The new tool, ProteinMPNN, is described by a team of researchers from the University of Washington in two papers published in the journal Science. today (available here and here), provides a powerful addition to that technology.
The papers are the latest example of how deep learning is revolutionizing protein design by providing scientists with new research tools. Traditionally, researchers design proteins by tweaking those that occur naturally, but ProteinMPNN opens up a whole new universe of possible proteins for researchers to design from scratch.
“In nature, proteins solve basically all of life’s problems, from capturing energy from sunlight to making molecules. David Baker, one of the scientists behind the paper and director of the Institute for Protein Design at the University of Washington, says everything in biology happens from proteins.
“They evolve in evolution to solve problems that organisms face in evolution.

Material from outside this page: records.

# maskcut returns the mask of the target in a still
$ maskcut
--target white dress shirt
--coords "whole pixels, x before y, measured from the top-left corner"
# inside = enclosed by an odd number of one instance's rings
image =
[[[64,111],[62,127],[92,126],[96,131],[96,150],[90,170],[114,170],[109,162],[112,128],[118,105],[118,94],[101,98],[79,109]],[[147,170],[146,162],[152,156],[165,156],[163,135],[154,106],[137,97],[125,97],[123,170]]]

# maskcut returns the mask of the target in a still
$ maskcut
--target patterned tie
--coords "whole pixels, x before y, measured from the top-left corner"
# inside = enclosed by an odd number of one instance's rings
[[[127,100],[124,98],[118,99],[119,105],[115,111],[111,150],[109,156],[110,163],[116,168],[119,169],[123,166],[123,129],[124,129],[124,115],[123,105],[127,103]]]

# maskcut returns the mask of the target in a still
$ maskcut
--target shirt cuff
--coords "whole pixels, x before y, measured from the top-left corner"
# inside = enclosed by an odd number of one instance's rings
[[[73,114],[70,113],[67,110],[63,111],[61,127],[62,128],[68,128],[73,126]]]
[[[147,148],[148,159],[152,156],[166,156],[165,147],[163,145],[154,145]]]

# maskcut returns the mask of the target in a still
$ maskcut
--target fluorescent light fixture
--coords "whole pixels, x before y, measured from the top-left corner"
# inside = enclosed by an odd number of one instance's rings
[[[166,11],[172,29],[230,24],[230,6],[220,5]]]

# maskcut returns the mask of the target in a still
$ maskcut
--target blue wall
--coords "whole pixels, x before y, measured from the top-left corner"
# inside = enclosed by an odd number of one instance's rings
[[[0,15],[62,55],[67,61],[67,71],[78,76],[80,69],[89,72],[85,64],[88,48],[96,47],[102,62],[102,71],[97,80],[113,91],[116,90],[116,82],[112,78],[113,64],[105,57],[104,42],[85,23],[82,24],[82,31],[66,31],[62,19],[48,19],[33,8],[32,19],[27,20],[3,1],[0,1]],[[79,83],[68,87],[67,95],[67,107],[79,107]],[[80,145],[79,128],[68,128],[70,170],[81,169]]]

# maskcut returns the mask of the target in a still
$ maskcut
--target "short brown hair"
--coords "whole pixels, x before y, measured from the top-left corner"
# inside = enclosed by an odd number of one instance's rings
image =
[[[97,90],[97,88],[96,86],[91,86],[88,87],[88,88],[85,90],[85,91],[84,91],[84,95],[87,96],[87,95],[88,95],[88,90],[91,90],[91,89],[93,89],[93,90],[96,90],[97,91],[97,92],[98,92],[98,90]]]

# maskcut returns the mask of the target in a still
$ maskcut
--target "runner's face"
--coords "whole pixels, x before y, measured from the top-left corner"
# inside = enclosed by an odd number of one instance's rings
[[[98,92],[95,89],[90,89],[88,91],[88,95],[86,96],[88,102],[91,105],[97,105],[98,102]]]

But we face new problems today, like covid. If we can design proteins that are as good at solving new problems as proteins that evolved in the evolutionary process of solving old problems, it would be really powerful.”
Proteins consist of hundreds of thousands of amino acids linked together into long chains, which then fold into a three-dimensional shape. AlphaFold helps researchers predict the outcome structure, providing insight into how they will behave.
ProteinMPNN will help researchers solve the inverse problem. If they had the correct protein structure in mind, it would help them figure out the amino acid sequence that folds into that shape. The system uses a neural network trained on a large number of amino acid sequence examples, which fold into a three-dimensional structure.
But the researchers also need to tackle another problem. To design proteins that solve real-world problems, such as a new enzyme that digests plastic, they must first figure out which protein’s backbone will have that function.
To do that, researchers in Baker’s lab use two machine learning approaches, detailed in a article In the journal Science last July, the team called it “limited illusions” and “in painting.”